Review Summary: Ethereal.
Fallujah is a five piece that burst into the spotlight with their first full length record “The Harvest Wombs” and then followed with a highly praised ep “Nomadic”. Both of these releases had what Fallujah is all about, technical death metal combined with extensive atmosphere and nearly progressive melody. “The Flesh Prevails” however took all those elements to a new level and created something as close to unique as technical death metal has been in years. It’s a harrowing task trying to find another artist to compare Fallujah to in order to properly convey a description of their sound. The closest representative I could come up with is Aegaeon. The comparison isn't perfect as Aegaeon is more of a breakdown heavy deathcore fare but both bands combine death metal with great atmosphere. “The Flesh Prevails” has been hyped up to an unbelievable extent leading up to its release date and even an ardent fan such as me began to worry that this couldn’t possibly follow through. Thus the question is whether it had. I can say with the utmost honesty that I believe it has.
All the way from track one, “Starlit Path”, to the final track nine, “Chemical Cave”, and the last moment of its forty-two minute time this album takes you on a ride. The oddest thing is that almost every song could easily be a single to promote this yet at the same time they all flow impeccably well as an album. The confusing part is whether it is meant to be listened to as a collection of songs or a complete whole with each song being a part of the next. That uncertainty actually improves it, letting it be listened to in multiple ways.
Instrumentally Fallujah is firing on every single possible cylinder and then some. The riffs are absolutely razor sharp and as cleanly recorded as you could imagine. The riffs are equally melodic and heavy and ultimately beautifully crushing.

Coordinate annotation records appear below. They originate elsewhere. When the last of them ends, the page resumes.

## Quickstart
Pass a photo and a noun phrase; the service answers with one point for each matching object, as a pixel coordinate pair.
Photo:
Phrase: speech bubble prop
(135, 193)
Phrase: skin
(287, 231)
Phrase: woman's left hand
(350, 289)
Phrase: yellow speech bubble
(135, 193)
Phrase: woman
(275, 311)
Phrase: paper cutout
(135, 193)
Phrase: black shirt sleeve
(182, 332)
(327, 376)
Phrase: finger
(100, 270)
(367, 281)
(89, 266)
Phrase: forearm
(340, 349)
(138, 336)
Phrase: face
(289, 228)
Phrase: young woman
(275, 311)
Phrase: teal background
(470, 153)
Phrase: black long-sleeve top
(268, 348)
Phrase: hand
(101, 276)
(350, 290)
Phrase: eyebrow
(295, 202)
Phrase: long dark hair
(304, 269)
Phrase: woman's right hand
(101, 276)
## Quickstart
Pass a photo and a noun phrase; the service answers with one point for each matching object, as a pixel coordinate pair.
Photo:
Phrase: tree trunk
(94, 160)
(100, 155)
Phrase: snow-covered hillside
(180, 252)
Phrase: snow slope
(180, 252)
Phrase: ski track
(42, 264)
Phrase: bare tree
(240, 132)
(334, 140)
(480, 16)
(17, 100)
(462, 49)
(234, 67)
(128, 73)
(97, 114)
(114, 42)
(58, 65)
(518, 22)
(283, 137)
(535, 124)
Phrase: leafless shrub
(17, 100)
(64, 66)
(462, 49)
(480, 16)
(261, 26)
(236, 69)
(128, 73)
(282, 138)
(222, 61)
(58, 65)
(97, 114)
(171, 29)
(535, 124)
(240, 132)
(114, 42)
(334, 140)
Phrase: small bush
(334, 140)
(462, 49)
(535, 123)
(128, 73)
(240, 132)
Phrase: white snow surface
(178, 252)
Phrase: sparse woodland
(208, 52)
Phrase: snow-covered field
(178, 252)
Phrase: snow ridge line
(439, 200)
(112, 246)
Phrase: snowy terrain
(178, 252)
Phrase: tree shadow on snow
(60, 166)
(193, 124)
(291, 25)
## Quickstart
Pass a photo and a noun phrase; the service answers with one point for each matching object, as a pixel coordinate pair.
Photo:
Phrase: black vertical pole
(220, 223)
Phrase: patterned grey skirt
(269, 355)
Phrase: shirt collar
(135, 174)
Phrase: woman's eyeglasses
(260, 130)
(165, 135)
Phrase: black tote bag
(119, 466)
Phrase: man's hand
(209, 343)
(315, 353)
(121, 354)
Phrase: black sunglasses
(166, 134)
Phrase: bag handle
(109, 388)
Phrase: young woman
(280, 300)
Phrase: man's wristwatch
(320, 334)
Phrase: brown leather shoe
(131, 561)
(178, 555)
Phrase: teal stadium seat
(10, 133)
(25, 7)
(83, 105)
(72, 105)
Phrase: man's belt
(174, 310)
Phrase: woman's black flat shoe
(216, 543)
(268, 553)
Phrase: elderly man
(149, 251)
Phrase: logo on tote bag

Special commendation most definitely needs to go to lead guitarist Scott Carstairs for not only holding writing credits for every song, and even some by him solely, but for his amazing lead work. Every note is perfectly chosen and beautifully rendered and is responsible for half the reason I describe this album as Ethereal. There is no mindless sweep picking and indiscernible shredding. His playing is fluid and lean but nothing ever seems left out. It truly is an art. The bass playing is happily audible but a slight bit faint. This could be attributed to the tone as it has a very clean jazz kind of tone. It pops out on its own numerous time, with a particular highlight deep within the bowels of “Chemical Cave”. The drum work is absolutely astounding. Andrew Baird blasts and batters his way through this album as tastefully as death metal drumming gets. There are blast beats but surprisingly few compared to Fallujah’s peers. His cymbal work is varied and used to great effect. The double bass is viciously fast. Some have complained about the production of this album but I find no fault with it. It’s extremely clean but this fits their sound as it highlights every note they play and their general technicality. The atmospherics shine as a result as well. The mix is filled to the brim at almost all times and the album sounds massive as a result. Some listeners could find this exhausting but I’m confident that most metal listeners will feel right at home.
Vocalist Alex Hoffman is arguably the weakest member here but that really doesn't say much. His vocal performance is viciously good but unvaried. Luckily the sheer instrumentation carries the album and allows that lack of variance to be only a slight issue. Surprisingly his vocal presence is very scarce. Much of the album is instrumental and at least a third of it lacks his signature low roar. Hoffman’s lyrics are exemplary and he is responsible for the atmospherics as well, which he does very well on. “Alone With You” in particular as a solely atmospheric track showcases his skills.
Fallujah is a band whose album art genuinely speaks for the album it represents. Most of their peers just have something eye catching that fits the genre maybe but doesn’t truly represent what their product is going for. Fallujah does just the opposite. The art above depicts two figures, one bright with light, and the other almost shrouded in darker hues. I can’t help but feel that this perfectly sums up “The Flesh Prevails”. This album is the perfect amalgamation of light and dark, brutality and melody. The vast majority of the riffs and pieces on this album are played at blinding speeds but whether it be the choice of notes or the atmospheric effects weaving tales untold above the soundscape, there is a near constant beauty to it. There is no awkward juxtaposition of heavy chugging and clean singing such as one might find in the modern metalcore scene. Every moment sounds perfectly built and crafted to meld these two feelings together. The result is near seamless. That is why I use the word ethereal. “The Flesh Prevails” feels fresh despite using elements commonly used by other bands. It’s otherworldly, yet in many ways feels utterly natural. And by god it sticks with you long after it’s done.
In the end I hesitate to give this a five because it has only just released and I think a perfect score is something that should be very carefully rendered. From what I've experienced so far, this is so very very close and it is truly a shame if you don't experience this.